Man Fatally Shot By New Mexico Police Officer Identified – Associated Press
New Mexico authorities have identified a man fatally shot by a State Police officer during an encounter after the man allegedly fired at a Luna County sheriff's deputy in Deming last month.
State Police Officer Daniel Soliz shot 36-year-old Rodrigo Aguirre after Aguirre disregarded commands by the officer to put down a shotgun during the Feb. 22 incident, the State Police said Tuesday in a statement.
According to the State Police, Aguirre previously had led Deming police on a pursuit and later fired the shotgun at a sheriff's deputy who was not injured.

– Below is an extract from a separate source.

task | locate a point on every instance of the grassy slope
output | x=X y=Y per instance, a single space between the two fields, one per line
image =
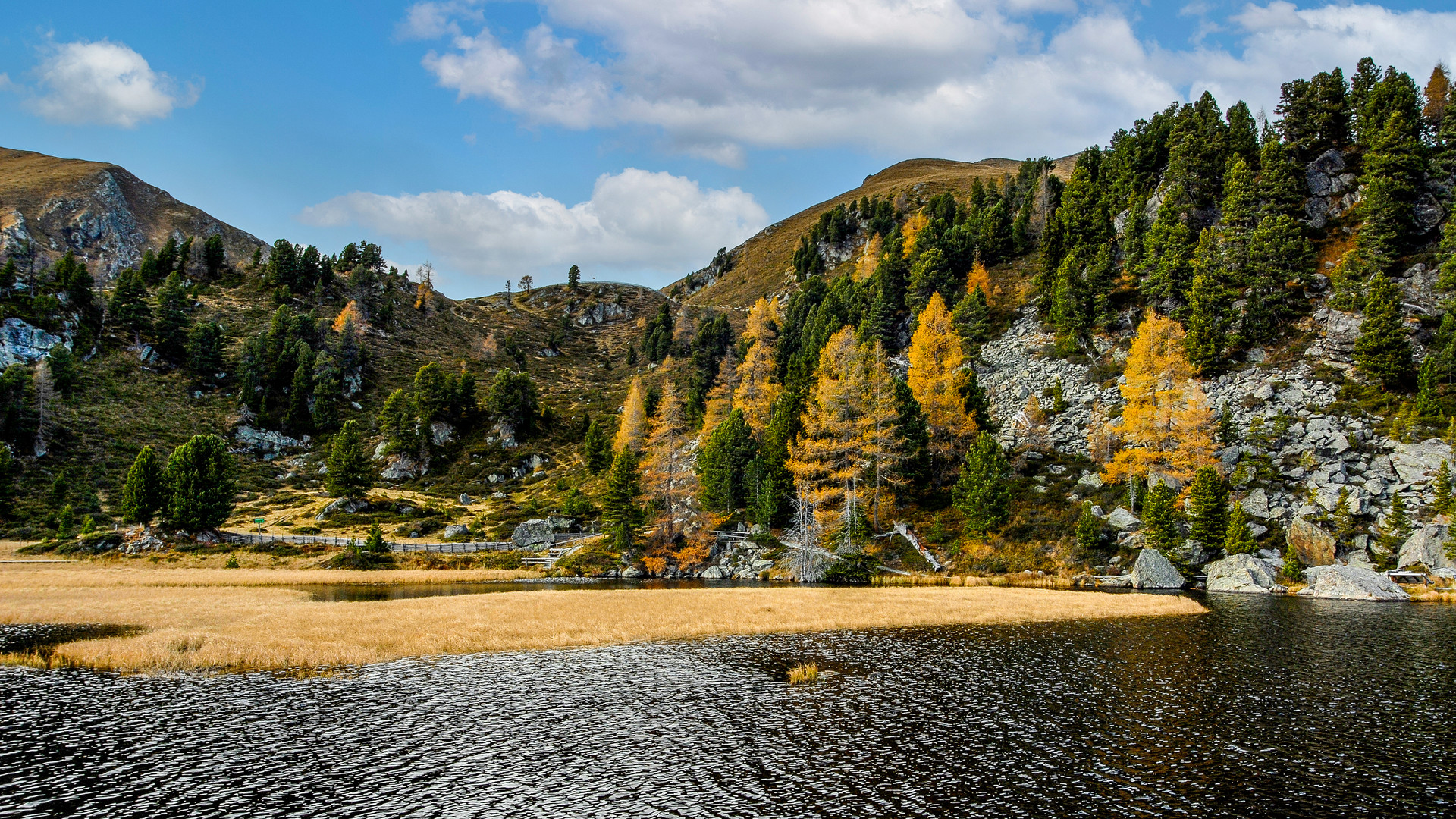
x=764 y=262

The agency said the fatal shooting occurred after earlier gunfire when Aguirre's minivan got stuck and he got out and fired several times at the deputy.
Teen Pleaded No Contest For Impersonating New Mexico Deputy – KRQE-TV, Associated Press
A New Mexico teen has pleaded no contest after being arrested for impersonating a sheriff's deputy.
KRQE-TV reports Brenden Wysynski was sentenced to a year of probation following his arrest last year. Authorities say Wysynski pulled over a car in Albuquerque. An officer was driving by and noticed the situation didn't appear right.
The officer found Wysynski was driving what looked like a police car and he also had a badge on his belt. He told police he was a Bernalillo County deputy. Wysynski was arrested after the officer checked and found he was not with the Bernalillo County Sheriff's Office.